Waste to Energy
Waste-to-energy (WTE) plants burn municipal solid waste (MSW), which is trash, to produce steam in a boiler, and the steam is used to power an electric generator turbine. MSW is a mixture of energy-rich materials such as paper, plastics, yard waste, and products made from wood, etc.
WTE is a process that involves converting various types of solid waste materials into usable energy, typically in the form of electricity and heat. This approach helps address two key issues: the disposal of waste and the generation of renewable energy.
Mass burn facilities are the most common type of WTE combustion facility in the world. The waste used to fuel the mass burn facility may or may not be sorted before it enters the combustion chamber. Many advanced facilities separate the waste on the front end to save recyclable products, but this is not required and adds significant cost to the process without any significant environmental benefits.
Here's how waste to energy works:
1. Collection and Preparation
Municipal solid waste (MSW), which includes household and industrial waste, is collected and sorted to remove recyclable materials like paper, glass, and plastics. The remaining waste, often called "residual waste" or "non-recyclable waste," is used for the waste-to-energy process.

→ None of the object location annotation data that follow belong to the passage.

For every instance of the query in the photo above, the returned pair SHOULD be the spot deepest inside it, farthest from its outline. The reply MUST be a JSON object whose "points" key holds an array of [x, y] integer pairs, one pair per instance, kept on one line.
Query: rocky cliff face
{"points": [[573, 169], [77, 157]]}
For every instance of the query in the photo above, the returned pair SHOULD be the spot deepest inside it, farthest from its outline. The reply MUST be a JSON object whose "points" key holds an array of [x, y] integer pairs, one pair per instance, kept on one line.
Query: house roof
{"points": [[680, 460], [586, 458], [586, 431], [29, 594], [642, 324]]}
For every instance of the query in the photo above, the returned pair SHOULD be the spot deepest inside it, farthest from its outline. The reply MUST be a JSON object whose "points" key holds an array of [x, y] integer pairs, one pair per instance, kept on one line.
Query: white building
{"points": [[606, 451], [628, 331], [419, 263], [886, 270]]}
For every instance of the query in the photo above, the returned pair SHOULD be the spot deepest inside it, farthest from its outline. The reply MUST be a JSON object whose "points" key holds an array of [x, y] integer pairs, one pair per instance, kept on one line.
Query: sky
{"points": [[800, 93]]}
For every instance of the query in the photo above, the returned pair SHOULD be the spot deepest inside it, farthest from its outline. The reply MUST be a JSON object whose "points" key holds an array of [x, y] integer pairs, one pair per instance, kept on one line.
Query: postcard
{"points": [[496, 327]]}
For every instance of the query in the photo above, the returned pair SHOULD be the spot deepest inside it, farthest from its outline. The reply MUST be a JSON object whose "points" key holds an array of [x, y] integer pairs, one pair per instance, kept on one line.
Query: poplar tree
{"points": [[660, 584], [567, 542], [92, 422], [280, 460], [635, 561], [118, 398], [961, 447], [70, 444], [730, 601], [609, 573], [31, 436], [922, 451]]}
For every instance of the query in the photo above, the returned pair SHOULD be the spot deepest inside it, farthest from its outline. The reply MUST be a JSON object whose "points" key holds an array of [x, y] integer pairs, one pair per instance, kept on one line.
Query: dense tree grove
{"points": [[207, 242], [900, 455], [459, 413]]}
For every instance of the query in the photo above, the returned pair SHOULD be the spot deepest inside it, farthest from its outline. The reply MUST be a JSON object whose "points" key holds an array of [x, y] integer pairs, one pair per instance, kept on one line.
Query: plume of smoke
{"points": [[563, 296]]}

At a typical mass burn combustion facility, waste collection vehicles are weighed at a scale house and monitored for safety, prior to unloading on the tipping floor (the area within a facility where receiving activities, including unloading, loading, and limited sorting occur). Once unloaded on the tipping floor, the waste is inspected for non-processable materials prior to being placed in a trash storage bunker, also known as the pit. The waste delivery area incorporates numerous bays for unloading to receive multiple vehicle deliveries at a time. These bays can be designated for specific waste delivery streams, including MSW, vegetative debris and tires. The tipping floor and storage bunker is maintained at negative pressure during operation of the boilers, which mitigates odors outside of the facility as combustion air is drawn in through ducts above the waste pit and used in the combustion process.
The heat released from burning converts water to steam inside the boiler tubes. The steam is then passed through a superheater prior to being sent to a turbine generator which produces electricity. Bottom ash from the boiler grate is collected by conveyors and transported to metals separation equipment for removal of recyclable metals; and the bottom ash is stored where it can be sold as aggregate. Combustion gases pass through the boiler sections and are used to preheat boiler feedwater in the economizer.

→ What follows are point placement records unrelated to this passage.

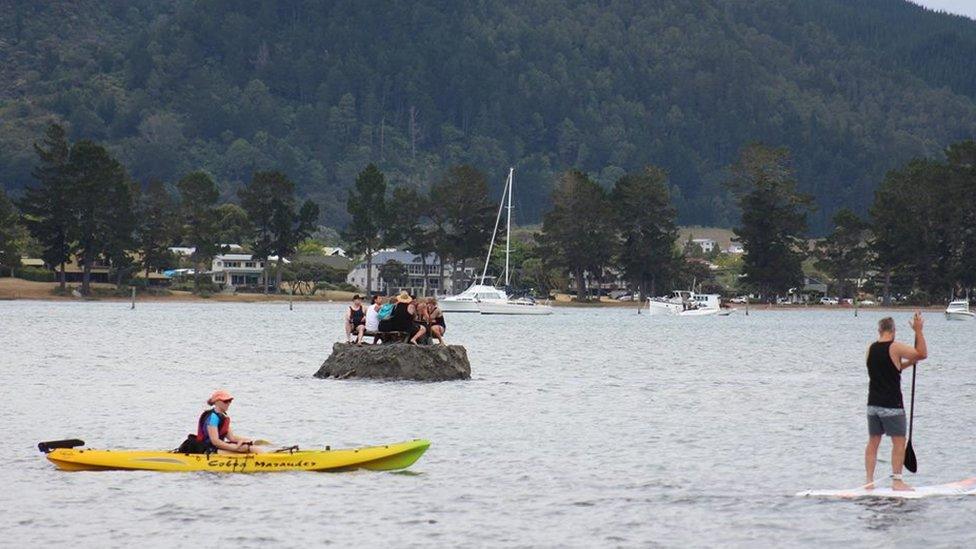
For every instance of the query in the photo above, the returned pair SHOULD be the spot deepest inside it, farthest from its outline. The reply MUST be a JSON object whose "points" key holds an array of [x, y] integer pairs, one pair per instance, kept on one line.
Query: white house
{"points": [[706, 244], [232, 270], [413, 282], [328, 250]]}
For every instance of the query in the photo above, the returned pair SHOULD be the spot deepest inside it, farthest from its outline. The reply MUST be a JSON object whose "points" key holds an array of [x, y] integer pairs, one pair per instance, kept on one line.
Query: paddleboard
{"points": [[965, 487]]}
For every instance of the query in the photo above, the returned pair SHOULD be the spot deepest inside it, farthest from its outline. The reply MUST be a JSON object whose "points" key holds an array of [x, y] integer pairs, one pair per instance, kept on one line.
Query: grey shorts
{"points": [[886, 421]]}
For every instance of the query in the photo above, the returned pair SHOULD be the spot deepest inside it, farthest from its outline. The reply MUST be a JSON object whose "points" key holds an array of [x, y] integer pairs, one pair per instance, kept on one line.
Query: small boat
{"points": [[468, 300], [959, 310], [520, 306], [489, 300], [401, 455]]}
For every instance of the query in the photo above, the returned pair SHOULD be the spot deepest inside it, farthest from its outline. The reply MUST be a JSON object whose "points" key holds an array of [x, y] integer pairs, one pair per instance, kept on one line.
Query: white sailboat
{"points": [[687, 303], [959, 310], [489, 300]]}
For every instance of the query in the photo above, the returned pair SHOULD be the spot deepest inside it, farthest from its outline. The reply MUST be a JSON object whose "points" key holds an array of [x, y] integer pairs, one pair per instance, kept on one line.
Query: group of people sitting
{"points": [[420, 319]]}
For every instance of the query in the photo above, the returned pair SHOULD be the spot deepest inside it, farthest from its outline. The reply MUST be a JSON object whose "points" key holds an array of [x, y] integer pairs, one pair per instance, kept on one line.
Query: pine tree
{"points": [[578, 234], [198, 197], [367, 209], [269, 201], [158, 227], [646, 221], [100, 195], [47, 208], [11, 233], [773, 220]]}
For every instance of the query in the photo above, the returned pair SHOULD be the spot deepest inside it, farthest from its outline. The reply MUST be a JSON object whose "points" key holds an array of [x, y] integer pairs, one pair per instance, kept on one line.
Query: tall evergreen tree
{"points": [[367, 209], [463, 214], [406, 226], [646, 221], [102, 203], [47, 208], [578, 233], [198, 197], [269, 200], [158, 227], [235, 227], [843, 255], [773, 221]]}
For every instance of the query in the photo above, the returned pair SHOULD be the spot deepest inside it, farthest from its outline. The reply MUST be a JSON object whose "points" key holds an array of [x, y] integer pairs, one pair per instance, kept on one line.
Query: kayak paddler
{"points": [[213, 427], [886, 411]]}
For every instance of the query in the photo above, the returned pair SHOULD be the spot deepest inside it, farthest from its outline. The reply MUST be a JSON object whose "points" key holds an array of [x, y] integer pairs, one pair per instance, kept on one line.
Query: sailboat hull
{"points": [[513, 309]]}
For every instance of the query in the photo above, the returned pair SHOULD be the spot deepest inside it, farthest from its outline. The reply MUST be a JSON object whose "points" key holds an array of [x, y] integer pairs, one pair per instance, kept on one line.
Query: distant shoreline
{"points": [[15, 289]]}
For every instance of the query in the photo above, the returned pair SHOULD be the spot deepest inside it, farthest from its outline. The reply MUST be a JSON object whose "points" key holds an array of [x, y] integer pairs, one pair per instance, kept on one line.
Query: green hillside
{"points": [[318, 89]]}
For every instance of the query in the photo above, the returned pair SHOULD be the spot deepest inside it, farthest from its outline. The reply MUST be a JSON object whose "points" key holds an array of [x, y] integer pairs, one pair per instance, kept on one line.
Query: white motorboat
{"points": [[959, 310], [489, 300], [468, 300], [687, 303]]}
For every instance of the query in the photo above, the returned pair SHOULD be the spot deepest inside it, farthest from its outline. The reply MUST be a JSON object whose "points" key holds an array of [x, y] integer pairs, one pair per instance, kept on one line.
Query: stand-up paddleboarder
{"points": [[886, 411]]}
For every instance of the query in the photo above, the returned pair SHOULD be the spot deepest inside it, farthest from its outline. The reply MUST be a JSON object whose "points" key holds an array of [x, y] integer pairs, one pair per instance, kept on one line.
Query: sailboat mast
{"points": [[508, 229], [494, 232]]}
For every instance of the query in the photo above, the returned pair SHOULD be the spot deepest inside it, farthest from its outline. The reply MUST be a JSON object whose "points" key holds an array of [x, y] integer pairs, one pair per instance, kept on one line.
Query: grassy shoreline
{"points": [[13, 289]]}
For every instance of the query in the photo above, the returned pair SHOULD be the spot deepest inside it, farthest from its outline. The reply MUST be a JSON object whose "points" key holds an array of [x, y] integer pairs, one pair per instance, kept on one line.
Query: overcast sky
{"points": [[962, 7]]}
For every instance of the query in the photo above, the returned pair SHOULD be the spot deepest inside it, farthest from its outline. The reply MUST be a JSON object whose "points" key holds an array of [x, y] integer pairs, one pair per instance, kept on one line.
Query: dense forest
{"points": [[318, 90]]}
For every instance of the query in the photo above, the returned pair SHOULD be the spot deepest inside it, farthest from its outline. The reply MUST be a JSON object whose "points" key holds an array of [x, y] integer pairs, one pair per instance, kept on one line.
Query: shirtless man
{"points": [[886, 411]]}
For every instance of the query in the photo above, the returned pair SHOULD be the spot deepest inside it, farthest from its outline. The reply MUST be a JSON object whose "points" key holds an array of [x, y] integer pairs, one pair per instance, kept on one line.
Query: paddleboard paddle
{"points": [[910, 462]]}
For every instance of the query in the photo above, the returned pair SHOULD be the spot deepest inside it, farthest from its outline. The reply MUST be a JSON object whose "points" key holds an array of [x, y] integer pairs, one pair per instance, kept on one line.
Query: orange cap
{"points": [[219, 394]]}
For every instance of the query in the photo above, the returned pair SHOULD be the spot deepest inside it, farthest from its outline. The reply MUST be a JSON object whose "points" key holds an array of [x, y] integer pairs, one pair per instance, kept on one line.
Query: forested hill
{"points": [[319, 89]]}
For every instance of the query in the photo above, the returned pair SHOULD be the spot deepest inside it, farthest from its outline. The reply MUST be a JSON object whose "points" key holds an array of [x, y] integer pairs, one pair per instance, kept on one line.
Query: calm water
{"points": [[586, 428]]}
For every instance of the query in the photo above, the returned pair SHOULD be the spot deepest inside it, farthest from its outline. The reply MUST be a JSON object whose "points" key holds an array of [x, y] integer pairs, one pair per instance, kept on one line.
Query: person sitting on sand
{"points": [[436, 319], [356, 320], [373, 315], [403, 318], [886, 411], [213, 428]]}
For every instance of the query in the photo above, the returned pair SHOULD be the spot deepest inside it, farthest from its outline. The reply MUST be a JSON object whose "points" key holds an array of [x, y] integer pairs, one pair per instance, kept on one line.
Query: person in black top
{"points": [[886, 411], [403, 318], [356, 320], [435, 318]]}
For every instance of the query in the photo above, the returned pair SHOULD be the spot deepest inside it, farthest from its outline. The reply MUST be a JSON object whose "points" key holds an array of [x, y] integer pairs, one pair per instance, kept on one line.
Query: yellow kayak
{"points": [[375, 458]]}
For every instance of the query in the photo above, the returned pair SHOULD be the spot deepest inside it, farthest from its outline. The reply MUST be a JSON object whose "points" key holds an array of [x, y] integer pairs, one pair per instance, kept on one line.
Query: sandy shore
{"points": [[15, 288]]}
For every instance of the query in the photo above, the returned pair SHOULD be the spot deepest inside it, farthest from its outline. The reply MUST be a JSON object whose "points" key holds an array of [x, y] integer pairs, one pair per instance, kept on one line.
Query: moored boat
{"points": [[375, 458], [687, 303], [520, 306]]}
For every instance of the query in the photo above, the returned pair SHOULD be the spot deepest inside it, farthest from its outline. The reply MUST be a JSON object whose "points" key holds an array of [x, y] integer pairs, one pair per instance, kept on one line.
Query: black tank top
{"points": [[357, 317], [885, 387], [402, 319]]}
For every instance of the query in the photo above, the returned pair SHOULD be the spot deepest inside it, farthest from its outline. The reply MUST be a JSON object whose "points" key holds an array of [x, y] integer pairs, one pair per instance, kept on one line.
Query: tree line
{"points": [[84, 205], [852, 87], [918, 240]]}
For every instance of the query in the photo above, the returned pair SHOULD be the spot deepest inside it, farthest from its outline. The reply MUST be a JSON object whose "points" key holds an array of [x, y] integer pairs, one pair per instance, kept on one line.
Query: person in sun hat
{"points": [[356, 320], [403, 318], [213, 428]]}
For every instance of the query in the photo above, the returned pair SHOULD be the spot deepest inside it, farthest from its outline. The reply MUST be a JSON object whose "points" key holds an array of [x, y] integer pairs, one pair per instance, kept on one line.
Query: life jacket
{"points": [[222, 429]]}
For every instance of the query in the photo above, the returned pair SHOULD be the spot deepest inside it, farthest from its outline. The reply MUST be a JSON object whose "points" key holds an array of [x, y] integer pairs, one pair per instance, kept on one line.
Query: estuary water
{"points": [[587, 428]]}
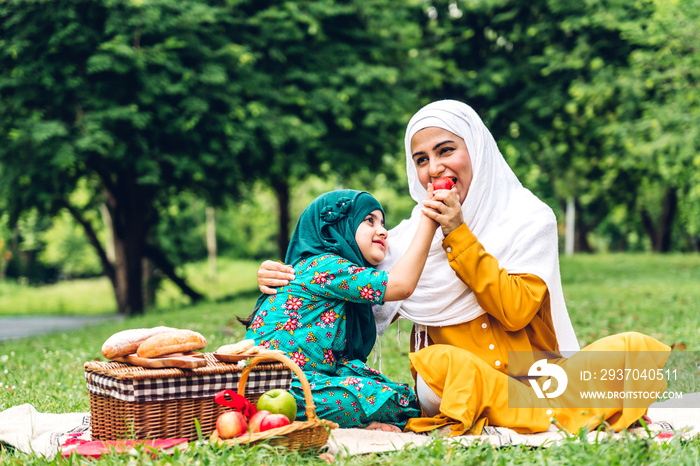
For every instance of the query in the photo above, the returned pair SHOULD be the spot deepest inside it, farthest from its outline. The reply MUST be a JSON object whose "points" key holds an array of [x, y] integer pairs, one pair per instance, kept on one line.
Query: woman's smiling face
{"points": [[439, 153]]}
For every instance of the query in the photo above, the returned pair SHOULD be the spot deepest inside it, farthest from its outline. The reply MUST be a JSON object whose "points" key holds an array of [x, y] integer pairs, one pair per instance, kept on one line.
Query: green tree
{"points": [[330, 92], [563, 87], [144, 101], [134, 100]]}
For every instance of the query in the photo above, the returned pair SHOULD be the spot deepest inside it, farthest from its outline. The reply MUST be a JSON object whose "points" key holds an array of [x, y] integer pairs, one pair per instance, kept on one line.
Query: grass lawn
{"points": [[656, 295]]}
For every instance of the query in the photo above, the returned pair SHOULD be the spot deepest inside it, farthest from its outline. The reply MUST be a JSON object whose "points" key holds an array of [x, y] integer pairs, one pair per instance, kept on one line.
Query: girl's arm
{"points": [[273, 274], [403, 277]]}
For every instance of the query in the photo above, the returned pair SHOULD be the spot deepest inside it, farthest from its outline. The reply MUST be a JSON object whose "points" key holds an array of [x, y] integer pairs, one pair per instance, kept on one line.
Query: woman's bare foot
{"points": [[383, 427]]}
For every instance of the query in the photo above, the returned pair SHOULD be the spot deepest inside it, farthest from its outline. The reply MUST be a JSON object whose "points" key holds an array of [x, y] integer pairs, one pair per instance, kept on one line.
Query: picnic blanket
{"points": [[44, 434]]}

An overhead crane with a grapple mixes the waste and then lifts it into a feed chute prior to entering the combustion chamber of the boiler to be burned. From the feed chute, a hydraulic ram feeds waste onto a stoker grate. A typical grate system uses automatic combustion controls to manage the ram feeders, grate activity, and the supply of under and over fire combustion air.

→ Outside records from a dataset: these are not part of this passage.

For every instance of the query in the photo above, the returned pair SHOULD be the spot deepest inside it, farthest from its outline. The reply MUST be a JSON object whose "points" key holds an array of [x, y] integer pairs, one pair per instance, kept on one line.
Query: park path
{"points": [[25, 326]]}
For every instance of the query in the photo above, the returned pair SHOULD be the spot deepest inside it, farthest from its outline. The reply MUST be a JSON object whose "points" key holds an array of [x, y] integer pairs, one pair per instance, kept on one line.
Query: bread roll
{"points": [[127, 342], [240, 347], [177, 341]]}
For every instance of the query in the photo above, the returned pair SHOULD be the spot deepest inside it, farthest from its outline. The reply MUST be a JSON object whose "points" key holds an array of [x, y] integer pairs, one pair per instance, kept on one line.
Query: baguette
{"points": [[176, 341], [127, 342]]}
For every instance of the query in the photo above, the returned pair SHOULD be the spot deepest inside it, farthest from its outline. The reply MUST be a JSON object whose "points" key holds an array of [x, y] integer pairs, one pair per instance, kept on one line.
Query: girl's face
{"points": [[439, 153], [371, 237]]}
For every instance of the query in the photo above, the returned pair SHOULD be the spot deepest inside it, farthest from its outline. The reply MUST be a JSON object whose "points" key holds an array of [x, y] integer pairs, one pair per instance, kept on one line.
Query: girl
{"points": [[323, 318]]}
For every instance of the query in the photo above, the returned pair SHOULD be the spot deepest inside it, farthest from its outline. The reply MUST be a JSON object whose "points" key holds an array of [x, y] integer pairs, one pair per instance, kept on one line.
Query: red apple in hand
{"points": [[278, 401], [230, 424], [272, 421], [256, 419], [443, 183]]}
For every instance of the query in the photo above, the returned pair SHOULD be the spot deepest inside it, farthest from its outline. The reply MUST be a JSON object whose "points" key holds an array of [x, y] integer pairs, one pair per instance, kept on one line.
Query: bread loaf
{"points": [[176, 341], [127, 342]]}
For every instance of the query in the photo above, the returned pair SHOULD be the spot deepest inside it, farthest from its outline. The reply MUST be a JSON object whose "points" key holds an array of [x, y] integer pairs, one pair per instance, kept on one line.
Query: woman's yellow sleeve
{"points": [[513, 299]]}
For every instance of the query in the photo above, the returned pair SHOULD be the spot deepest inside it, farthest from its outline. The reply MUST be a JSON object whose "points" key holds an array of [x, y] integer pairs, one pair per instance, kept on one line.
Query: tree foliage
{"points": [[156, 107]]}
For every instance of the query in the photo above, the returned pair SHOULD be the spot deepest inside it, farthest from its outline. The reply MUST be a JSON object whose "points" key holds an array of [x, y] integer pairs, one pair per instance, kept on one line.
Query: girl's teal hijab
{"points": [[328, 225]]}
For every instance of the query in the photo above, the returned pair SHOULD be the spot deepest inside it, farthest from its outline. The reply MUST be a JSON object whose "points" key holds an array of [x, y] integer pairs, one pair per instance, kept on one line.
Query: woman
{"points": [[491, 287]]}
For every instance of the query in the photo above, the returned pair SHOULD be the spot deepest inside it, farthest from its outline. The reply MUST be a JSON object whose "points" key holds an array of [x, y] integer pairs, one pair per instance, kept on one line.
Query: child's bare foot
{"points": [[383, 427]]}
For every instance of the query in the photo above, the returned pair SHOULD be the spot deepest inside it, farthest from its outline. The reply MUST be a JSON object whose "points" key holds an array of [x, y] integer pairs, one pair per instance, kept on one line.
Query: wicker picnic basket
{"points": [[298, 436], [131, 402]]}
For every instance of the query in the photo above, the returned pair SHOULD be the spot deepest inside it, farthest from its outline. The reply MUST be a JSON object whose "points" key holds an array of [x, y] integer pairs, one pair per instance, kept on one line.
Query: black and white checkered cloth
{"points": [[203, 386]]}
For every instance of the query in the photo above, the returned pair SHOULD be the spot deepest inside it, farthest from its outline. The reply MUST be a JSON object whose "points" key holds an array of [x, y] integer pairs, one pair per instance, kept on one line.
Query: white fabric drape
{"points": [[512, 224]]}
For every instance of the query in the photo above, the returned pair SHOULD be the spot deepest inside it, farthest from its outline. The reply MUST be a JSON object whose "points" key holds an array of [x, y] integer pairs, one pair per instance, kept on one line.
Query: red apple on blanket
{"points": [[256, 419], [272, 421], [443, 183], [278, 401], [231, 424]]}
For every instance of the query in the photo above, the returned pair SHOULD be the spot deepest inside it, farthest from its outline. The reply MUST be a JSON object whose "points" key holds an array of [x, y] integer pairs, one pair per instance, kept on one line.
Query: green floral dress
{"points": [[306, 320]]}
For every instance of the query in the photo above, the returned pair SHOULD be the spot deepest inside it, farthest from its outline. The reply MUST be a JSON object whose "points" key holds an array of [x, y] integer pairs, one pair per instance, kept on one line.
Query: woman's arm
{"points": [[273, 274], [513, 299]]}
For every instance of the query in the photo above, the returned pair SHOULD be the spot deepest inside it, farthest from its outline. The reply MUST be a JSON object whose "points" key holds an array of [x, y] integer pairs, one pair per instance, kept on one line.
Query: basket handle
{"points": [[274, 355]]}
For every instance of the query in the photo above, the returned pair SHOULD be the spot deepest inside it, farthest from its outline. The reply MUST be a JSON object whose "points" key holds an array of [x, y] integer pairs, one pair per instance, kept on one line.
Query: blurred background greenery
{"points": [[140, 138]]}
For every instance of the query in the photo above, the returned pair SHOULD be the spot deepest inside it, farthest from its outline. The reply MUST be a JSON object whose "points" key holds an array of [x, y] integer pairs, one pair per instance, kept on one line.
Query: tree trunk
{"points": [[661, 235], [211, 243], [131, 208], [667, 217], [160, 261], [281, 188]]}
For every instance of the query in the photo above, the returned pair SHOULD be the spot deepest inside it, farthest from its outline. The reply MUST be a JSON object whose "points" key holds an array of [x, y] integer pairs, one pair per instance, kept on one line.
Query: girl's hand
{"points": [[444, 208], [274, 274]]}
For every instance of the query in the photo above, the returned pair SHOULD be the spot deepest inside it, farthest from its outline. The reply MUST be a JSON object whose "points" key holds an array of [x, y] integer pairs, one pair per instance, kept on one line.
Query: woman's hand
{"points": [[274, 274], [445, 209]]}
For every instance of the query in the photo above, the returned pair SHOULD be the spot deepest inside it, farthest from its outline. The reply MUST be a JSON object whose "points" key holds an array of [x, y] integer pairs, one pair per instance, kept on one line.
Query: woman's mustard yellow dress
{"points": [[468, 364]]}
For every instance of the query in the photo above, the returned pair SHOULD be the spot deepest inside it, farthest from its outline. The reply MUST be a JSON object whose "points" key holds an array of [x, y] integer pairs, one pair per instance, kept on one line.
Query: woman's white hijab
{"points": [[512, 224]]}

The residual waste is burned in a controlled environment. During combustion, the waste materials are heated to high temperatures, causing them to break down and release energy in the form of heat.
3. Energy Recovery
The heat generated from the combustion process is used to produce steam from water. The high-pressure steam is then used to turn a turbine connected to a generator, producing electricity. This electricity can be fed into the power grid for use by homes and businesses.
4. Emissions Control
The cooled gases exiting the boiler enter the Air Quality Control System. Powder activated carbon is injected into the flue gas exiting the economizer to remove mercury and organic compounds. Afterward, using lime slurry or dry lime hydrate, the dry scrubber neutralizes any acid forming gases, such as sulfur oxides and hydrogen chloride. A high-efficiency baghouse filtering system captures particulates. As the gas stream travels through these filters, more than 99% of particulate matter is removed. Waste-to-energy facilities are equipped with advanced air pollution control systems to minimize the release of harmful emissions, such as particulate matter and gases, which can be a concern when burning waste. These facilities must meet stringent environmental standards.
5. Residue Management
After combustion, there is typically a residue, often called "bottom ash" and "fly ash," that remains. Captured fly ash particles fall into hoppers and are either transported by an enclosed conveyor system to the fly ash silo or combined with the bottom ash. These residue materials are carefully managed and can be used in construction materials or disposed of safely in landfills.